The role of very long chain fatty acids (VLCFAs) remains poorly understood in hyperplastic skin diseases like cancer. VLCFAs are carboxyl polymers of >20 chain saturated or unsaturated molecules. VLCFAs are elongated from smaller chain fatty acids by a family of elongases known as ELOVL. To study the potential role of VLCFAs in the genesis of skin cancer, we initially analyzed the transcriptome in experimental skin hyperplasia. The tumor promoter TPA (12-O-Tetradecanoylphorbol-13-Acetate) was applied to mutant p53 mouse skin for 7 days to induce a marked induction of S-phase keratinocytes (KCs) and hyperproliferation of the epidermis. Deletion of the mitotic Kinase AURORA-A (AUR-A) gene in TPA treated mutant p53 skin led to the accumulation of stalled KCs in the G2 and M phase of the cell cycle. RNA sequencing of AUR-A deleted skin revealed the downregulation of genes associated with VLCFA biology.
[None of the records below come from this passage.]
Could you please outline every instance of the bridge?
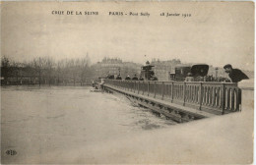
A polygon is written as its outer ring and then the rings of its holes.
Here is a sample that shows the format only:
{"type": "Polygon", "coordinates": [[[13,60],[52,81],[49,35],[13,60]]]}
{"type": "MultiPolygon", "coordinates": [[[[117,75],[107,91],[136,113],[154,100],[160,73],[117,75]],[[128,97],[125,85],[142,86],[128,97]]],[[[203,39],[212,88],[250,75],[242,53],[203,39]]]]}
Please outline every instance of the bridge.
{"type": "Polygon", "coordinates": [[[178,123],[240,111],[237,83],[105,80],[102,88],[178,123]]]}

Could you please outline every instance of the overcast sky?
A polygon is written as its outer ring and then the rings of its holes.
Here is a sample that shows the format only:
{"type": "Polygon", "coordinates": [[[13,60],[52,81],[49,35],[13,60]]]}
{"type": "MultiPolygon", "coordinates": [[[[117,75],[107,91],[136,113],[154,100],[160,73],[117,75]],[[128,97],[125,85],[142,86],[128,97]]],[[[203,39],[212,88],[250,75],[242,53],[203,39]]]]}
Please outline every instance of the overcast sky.
{"type": "Polygon", "coordinates": [[[68,3],[2,2],[1,55],[15,60],[103,57],[145,63],[179,58],[253,70],[252,2],[68,3]],[[97,11],[97,16],[52,15],[52,11],[97,11]],[[148,12],[150,17],[109,16],[148,12]],[[160,13],[191,14],[190,18],[160,13]]]}

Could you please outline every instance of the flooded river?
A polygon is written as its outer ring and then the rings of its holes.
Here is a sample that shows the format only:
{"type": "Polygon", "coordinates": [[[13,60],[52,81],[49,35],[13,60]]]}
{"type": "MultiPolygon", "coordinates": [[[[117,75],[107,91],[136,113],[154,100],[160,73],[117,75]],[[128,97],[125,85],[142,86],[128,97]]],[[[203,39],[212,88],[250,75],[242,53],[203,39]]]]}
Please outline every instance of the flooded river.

To confirm the changes in VLCFA genes, we performed lipid composition analysis. Compared to WT skin, mutant p53 skin showed reduced levels of longer chain fatty acids (greater than C18 fatty acids). These changes were preserved in AUR-A deficient skin. Treatment of primary KCs or skin cancer cell lines with specific long chain fatty acids led to either cell death or cellular morphological changes that were dependent on the cell type. Lastly, meta-analysis of human and mouse published datasets of skin Squamous Cell Carcinomas (SCCs) versus normal skin revealed the downregulation of the VLCFA gene signature identified in our hyperplastic skin model. Our data strongly suggests that VLCFA suppression may be important in the progression of skin hyperplasia to carcinoma.